2) Contractors who worked for the federal government on a salaried/project basis. I have a buddy in this boat and thankfully the worst was averted - because his project was funded through January at the start of the shutdown, he continued to work... But, had the shutdown extended into February, he would have had to keep going to work, but would not have been paid and would not have received back pay for this work. Which would have been financially tough, since he was the primary earner in his household and in short order his hot water heater and HVAC system had gone out, the former flooding his basement and requiring significant repairs.
Also, that second scenario kind of points to the issue with your second paragraph - I won't get into specifics with my salary, but ballparking it let's say I make about 6x what I did when I first started working in Boston, and 4x what I did when I first moved to my current city. Does that mean I could work without pay for several weeks to a month or two without ill effect? Today, yeah, I probably could, but I've been super diligent about saving. Even as recently as two years ago, though, I wasn't living paycheck to paycheck, exactly, but yeah, it'd have been pretty dire. The reason? Your fixed expenses tend to scale with your income. 10 years ago I was living in a house with three other roommates, splinting utilities four ways. Today I own a condo I pay a mortgage on that even with refinancing my way out of PMI at a really favorable rate I'm paying more than 3x as much to live in as I did my old apartment. While a lot of expenses I could scale back pretty quickly - stop drinking, eating mostly $0.10 ramen packages for meals, cancel my internet service, etc, things like the amount of housing you consume on a monthly basis are things you really can't adjust on the fly. At the present I could comfortably go a couple months without working, two years ago I could have gone a couple weeks without major effect... And six years ago, the year after I bought my place, I honestly don't know what I would have done without income. And that's with still driving the Toyota Camry I bought new maybe....14 years ago?
Idunno.
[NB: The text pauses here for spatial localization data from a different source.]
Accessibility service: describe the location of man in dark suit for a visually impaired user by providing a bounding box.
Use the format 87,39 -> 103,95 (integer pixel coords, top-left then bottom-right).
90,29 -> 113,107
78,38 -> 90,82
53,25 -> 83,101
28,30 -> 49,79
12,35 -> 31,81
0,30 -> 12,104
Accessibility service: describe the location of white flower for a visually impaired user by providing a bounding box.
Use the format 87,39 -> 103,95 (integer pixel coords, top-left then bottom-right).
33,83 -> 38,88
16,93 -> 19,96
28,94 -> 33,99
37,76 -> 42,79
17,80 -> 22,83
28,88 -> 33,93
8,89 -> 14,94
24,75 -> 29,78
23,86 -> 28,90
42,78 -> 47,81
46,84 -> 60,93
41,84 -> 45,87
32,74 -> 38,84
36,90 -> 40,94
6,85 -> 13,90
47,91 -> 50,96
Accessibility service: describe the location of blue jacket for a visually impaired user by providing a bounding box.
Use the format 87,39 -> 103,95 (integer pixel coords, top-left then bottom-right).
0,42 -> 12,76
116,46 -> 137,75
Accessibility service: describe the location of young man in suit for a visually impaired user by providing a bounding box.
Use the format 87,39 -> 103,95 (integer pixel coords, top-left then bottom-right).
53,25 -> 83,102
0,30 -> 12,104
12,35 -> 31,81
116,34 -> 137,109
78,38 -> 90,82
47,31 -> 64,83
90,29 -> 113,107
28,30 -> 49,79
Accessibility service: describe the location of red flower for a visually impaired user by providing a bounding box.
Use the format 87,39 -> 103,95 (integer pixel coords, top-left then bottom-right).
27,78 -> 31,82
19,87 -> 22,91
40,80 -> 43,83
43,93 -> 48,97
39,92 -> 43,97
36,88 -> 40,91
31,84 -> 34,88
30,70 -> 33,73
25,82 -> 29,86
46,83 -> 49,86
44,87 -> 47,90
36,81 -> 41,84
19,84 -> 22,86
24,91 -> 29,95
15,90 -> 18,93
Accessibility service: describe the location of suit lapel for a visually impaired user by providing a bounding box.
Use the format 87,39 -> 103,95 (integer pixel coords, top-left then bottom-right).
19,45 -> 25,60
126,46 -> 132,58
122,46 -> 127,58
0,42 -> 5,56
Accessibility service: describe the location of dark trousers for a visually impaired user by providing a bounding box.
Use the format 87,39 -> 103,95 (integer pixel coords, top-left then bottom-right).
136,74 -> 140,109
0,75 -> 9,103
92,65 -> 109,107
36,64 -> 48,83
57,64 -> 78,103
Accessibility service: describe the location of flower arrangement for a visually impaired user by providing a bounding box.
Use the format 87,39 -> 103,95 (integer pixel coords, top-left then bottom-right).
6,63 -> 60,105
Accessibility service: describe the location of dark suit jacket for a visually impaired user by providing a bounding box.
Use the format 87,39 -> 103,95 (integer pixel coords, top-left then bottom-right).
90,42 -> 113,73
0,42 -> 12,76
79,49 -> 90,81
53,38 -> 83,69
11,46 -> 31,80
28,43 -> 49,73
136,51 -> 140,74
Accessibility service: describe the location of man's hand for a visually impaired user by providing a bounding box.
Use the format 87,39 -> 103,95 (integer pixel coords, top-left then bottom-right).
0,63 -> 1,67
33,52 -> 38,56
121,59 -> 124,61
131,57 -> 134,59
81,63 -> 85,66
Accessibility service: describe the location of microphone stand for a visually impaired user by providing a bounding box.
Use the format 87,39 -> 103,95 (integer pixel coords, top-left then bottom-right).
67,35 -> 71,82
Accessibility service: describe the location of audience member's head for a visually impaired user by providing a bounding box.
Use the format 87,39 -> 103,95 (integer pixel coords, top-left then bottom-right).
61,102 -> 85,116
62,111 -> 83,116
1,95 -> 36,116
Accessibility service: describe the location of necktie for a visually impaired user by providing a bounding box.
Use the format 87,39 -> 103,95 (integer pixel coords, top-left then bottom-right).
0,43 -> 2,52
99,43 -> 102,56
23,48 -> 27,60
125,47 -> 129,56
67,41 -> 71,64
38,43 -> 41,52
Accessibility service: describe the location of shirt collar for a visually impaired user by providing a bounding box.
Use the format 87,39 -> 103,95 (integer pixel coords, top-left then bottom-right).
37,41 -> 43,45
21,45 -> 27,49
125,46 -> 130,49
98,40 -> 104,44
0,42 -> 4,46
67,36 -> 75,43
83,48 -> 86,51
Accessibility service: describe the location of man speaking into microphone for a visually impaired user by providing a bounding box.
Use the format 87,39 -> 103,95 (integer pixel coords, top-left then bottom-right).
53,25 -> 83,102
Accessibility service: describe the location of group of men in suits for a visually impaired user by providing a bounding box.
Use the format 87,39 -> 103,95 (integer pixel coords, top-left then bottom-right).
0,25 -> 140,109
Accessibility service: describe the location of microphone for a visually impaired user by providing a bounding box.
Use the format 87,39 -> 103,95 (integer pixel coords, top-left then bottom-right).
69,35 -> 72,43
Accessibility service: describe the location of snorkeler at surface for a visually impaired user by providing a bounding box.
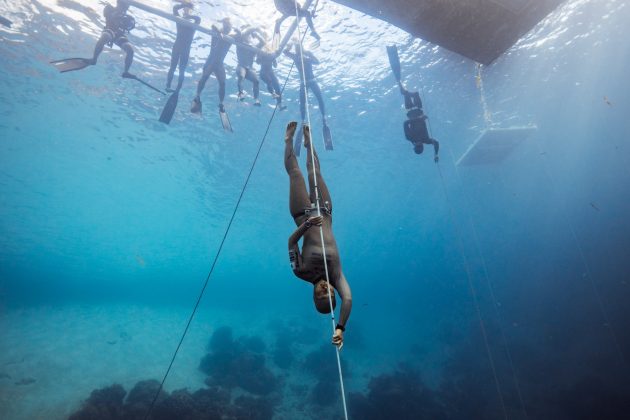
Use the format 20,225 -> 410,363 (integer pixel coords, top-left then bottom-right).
51,1 -> 135,75
50,1 -> 163,93
273,0 -> 320,42
257,44 -> 286,110
284,121 -> 351,349
191,17 -> 234,130
166,0 -> 200,92
233,25 -> 265,105
400,83 -> 439,162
A high nominal salary alone doesn't necessarily mean anything because most people, as soon as they can, stop making the sacrificies around housing they make when they're younger, and, well, housing in the DC area isn't exactly cheap.
Yeah I'm sure DC is pretty gnarly; not something I have much experience with either since I've never been.
I'm aware that a salary is a fixed figure who's true value will fluctuate depending on area; my assumption with that last statement was that since the pay is comparatively high here in this area, I would assume that similar projects would dictate a similar rate of pay elsewhere as well, since the whole point of prevailing wage is to guarantee a fair, market-value wage. Totally an assumption and not intended to be interpreted as anything other than a lightly educated guess.
I also totally get your point on how people tend to stop making compromises on certain areas when they start to scale their income up, but my point is that maybe they shouldn't.
For example, when I bought my house, I could have afforded to get a place that would have costed me an extra couple hundred a month. It would have been easy to push myself in that direction, and honestly, I wouldn't have even come close to missing a payment to date if I had done so. But I didn't, because that extra couple hundred a month would have tightened things up a bit to where if I were to suddenly lose my job or my car to any crazy circumstance out there, it would be really difficult to stop the hemorrhaging in a reasonable manner. I'm sure you made a similar decision on your condo. In this situation, I don't think we "compromised" in choosing where we live; both dwellings were more than adequate and I'm quite happy with my house. We just didn't overextend. I'm not talking about scaling down spending, I'm talking about budgeting costs (and probably a little bit of scaling down spending too, who am I kidding).
If you place yourself in a position where your budget is too tight to save (or you just don't save) and your expenses are high enough to where it would be tough to meet your budget should you be in a situation where you're forced to take a pay cut / different job / etc; you made a bad call somewhere imo.